ORF/URSULA HUMMEL-BERGER
Radiokolleg
Berliner Echtzeitmusik (4)
Stadt als Klanglabor
18. September 2025, 09:45
Berlin ist seit jeher ein Labor für radikal offene Klangkunst. Wie vielfältig und widerständig die Berliner Konzertlandschaft ist, spiegelt sich besonders in ihren experimentellen, ortsspezifischen Konzertformaten wider: in leerstehenden Ladenlokalen, Einkaufszentren, verlassenen Wasserspeichern, auf Fabriksgeländen, an geheimen Orten oder auf dem Friedhof werden Nutzfläche umgedeutet, Leerstände wiederbelebt und zu Resonanzkörpern umfunktioniert.
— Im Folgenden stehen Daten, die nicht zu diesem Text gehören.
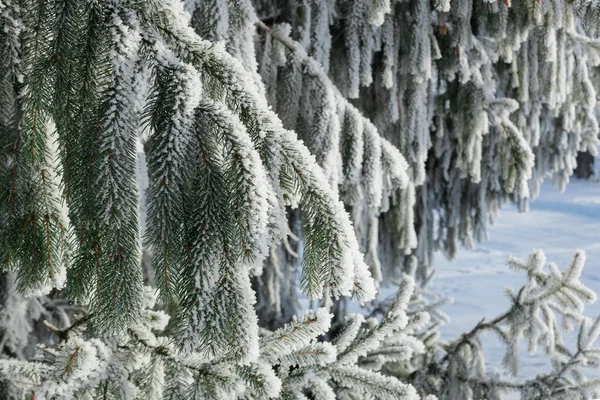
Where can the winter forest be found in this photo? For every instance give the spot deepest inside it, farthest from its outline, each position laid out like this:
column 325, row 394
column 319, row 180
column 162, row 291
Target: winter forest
column 247, row 199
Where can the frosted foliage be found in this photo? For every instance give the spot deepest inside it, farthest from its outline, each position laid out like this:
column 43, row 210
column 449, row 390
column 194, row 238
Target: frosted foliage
column 138, row 363
column 236, row 155
column 436, row 90
column 551, row 302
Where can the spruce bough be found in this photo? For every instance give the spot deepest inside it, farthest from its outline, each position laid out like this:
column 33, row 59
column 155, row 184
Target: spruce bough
column 173, row 173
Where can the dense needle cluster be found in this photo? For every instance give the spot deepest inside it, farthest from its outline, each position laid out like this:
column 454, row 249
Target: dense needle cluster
column 175, row 174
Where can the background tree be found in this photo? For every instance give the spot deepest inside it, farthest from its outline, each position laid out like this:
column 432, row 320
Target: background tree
column 211, row 141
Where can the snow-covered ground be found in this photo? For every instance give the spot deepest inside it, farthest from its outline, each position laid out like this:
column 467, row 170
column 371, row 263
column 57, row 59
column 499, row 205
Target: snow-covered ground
column 557, row 223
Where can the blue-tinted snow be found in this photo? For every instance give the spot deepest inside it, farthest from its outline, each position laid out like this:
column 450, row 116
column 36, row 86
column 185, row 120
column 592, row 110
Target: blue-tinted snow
column 557, row 223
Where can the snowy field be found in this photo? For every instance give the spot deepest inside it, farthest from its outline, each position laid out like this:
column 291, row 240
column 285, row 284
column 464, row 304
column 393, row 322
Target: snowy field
column 558, row 223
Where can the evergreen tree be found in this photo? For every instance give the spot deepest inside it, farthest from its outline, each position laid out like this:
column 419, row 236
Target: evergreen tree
column 173, row 174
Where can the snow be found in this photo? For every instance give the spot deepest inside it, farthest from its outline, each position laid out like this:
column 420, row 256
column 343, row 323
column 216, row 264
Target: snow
column 558, row 224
Dabei machen die diversen klanglichen Erkundungen scheinbarer und unscheinbarer Orte Berlins, nicht nur auf die vielfältig nutzbaren Klangräume der Stadt aufmerksam, sondern sie verhandeln bewusst oder unbewusst zugleich die Frage nach der Nutzung von Freiflächen im öffentlichen Raum und gesellschaftlicher Relevanz von Kunst. Insbesondere für experimentelle Musikformate, die ohnehin selten auf kommerziellen Ertrag setzen können, bedeuten sinkende Fördermittel, wie die aktuellen Kürzungen im deutschen Bundeshaushalt ( allein für den Musikfonds sind die Mittel um rund 50 % im Vergleich zum Vorjahr gekürzt) und des Berliner Senats, ein bedrohliches Vakuum. Zugleich werfen aktuelle kulturpolitische Einschnitte aber Fragen nach gewachsenen strukturellen Abhängigkeiten auf und machen die Notwendigkeit deutlich, neue, alternative Fördermodelle zu entwickeln. Kira David unternimmt einen Streifzug durch leerstehende Einkaufszentren, durch das Labyrinth eines Wasserspeichers und die kulturpolitische Landschaft der deutschen Metropole.